A used phone charger tossed into a kitchen bin. A dead battery buried under vegetable peels. An outdated gadget lost somewhere between wet waste and recyclables. This everyday scene across thousands of Hyderabad households is exactly what the Greater Hyderabad Municipal Corporation is now trying to undo—one labelled container at a time.

The civic body has issued an advisory urging residents to stop mixing electronic waste with regular household garbage. Instead, it wants every home to designate a small box, bag, or container—placed somewhere visible like near a television unit, study table, or kitchen shelf—clearly marked “e-waste.” Non-functional chargers, used batteries, obsolete gadgets, and small electrical equipment belong there, not in the bin that goes out to the curb every morning. The request appears simple. But urban waste management experts say it exposes a deeper failure: India’s cities have never built a reliable, citizen-friendly system for handling the toxic debris of digital life. Hyderabad generates an estimated 15,000 to 20,000 tonnes of e-waste annually, according to industry estimates, but only a fraction reaches authorised recyclers. The rest ends up in landfills, informal scrap yards, or is burned—releasing lead, mercury, and cadmium into air and groundwater.

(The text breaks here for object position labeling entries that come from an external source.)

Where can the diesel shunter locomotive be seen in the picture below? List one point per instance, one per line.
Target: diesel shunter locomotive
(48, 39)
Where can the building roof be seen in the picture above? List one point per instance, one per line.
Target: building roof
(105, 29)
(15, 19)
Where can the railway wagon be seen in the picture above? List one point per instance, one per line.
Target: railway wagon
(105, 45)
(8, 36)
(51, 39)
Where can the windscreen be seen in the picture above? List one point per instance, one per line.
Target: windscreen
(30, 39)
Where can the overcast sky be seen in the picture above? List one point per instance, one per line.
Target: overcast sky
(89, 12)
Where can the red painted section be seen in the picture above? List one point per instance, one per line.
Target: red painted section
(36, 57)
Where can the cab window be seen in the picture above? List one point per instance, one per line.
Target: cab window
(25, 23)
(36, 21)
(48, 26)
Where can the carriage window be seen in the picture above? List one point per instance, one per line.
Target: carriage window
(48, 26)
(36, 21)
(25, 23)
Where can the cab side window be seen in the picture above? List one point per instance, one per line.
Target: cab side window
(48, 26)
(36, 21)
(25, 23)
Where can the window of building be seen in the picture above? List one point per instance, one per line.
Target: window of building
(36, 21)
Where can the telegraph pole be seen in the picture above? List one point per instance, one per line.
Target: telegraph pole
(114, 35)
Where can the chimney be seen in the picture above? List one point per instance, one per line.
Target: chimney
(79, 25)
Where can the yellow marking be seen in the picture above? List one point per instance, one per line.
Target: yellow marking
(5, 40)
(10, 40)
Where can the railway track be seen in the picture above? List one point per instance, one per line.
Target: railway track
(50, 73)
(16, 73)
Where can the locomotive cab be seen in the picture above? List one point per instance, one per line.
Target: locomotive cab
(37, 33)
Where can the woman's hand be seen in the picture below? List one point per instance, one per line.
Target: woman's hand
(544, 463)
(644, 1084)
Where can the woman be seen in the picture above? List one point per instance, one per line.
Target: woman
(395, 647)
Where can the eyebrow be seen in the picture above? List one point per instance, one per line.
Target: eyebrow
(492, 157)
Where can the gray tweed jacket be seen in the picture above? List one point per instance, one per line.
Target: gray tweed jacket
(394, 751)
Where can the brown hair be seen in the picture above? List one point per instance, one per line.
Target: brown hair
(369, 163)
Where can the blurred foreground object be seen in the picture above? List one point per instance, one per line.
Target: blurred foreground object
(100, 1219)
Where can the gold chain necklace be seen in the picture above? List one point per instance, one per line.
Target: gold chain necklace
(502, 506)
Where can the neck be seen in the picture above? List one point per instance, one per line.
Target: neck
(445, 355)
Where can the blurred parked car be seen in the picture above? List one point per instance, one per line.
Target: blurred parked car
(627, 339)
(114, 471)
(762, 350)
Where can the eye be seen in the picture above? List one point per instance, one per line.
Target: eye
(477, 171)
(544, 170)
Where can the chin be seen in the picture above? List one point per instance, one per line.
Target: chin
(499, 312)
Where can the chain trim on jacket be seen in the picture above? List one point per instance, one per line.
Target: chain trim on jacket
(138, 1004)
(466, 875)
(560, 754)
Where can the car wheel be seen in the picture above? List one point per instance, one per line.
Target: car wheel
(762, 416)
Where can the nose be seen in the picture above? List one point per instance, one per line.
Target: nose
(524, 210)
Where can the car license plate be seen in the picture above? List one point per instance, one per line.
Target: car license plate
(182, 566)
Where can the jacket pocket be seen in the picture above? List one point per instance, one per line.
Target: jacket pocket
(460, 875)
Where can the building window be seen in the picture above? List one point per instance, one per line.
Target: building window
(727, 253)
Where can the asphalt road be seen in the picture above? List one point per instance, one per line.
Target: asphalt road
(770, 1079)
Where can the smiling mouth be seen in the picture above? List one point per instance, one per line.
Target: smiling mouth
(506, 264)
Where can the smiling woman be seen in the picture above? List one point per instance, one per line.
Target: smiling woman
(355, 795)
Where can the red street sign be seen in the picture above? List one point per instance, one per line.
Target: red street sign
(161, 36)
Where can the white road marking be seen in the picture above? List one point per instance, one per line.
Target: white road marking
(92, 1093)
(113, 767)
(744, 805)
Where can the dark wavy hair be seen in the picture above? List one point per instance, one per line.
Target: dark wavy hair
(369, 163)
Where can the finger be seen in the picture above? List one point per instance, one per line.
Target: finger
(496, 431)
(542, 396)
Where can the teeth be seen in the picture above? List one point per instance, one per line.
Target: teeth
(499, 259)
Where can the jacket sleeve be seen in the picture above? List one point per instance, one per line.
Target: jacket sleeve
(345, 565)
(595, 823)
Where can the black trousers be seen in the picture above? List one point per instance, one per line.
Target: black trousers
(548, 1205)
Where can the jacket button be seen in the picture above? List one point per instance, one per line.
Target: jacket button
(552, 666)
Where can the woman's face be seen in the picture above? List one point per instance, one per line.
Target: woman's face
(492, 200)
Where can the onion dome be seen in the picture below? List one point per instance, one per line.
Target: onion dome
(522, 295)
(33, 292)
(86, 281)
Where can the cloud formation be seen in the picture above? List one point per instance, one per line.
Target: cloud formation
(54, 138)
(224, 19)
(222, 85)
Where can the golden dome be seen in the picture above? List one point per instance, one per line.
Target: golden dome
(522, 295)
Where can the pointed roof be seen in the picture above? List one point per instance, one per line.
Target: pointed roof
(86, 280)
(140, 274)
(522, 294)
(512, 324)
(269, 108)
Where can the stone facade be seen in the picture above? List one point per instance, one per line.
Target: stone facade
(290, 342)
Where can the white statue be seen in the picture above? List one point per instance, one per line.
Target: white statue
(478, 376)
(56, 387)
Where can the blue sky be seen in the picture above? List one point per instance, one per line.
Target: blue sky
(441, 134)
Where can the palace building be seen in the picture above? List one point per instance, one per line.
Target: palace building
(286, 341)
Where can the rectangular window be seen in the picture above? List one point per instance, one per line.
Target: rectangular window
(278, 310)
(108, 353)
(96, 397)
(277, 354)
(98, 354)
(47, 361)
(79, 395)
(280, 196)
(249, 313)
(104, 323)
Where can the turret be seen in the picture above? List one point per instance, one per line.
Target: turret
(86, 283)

A municipal official familiar with the advisory told Urban Acres that the current push is about habit formation. “Most residents do not intentionally dump e-waste irresponsibly. They simply do not know what else to do with it,” the official said. The corporation has asked households to clear their e-waste containers periodically—once a month or at a convenient interval—and to contact its helpline or participate in special collection drives. The timing matters. India is now one of the world’s fastest-growing generators of e-waste, driven by falling gadget prices, shorter replacement cycles, and the expansion of high-speed internet into smaller towns. Hyderabad, as a major tech and services hub, has a disproportionately large volume of discarded electronics from both homes and offices.

What the advisory does not address is equally important. There is no mention of door-to-door e-waste collection, no clarity on how often special drives will be held, and no discussion of whether bulk generators—apartment complexes and commercial buildings—face any compliance requirements. For now, the burden rests entirely on individual households to store toxic waste in their living rooms until the corporation decides to pick it up. The helpline number (040 21111111) is now active for those seeking disposal assistance. But the larger question remains: whether Indian cities will move from advisory-based segregation to mandatory, infrastructure-backed e-waste management—before the problem outgrows the solution.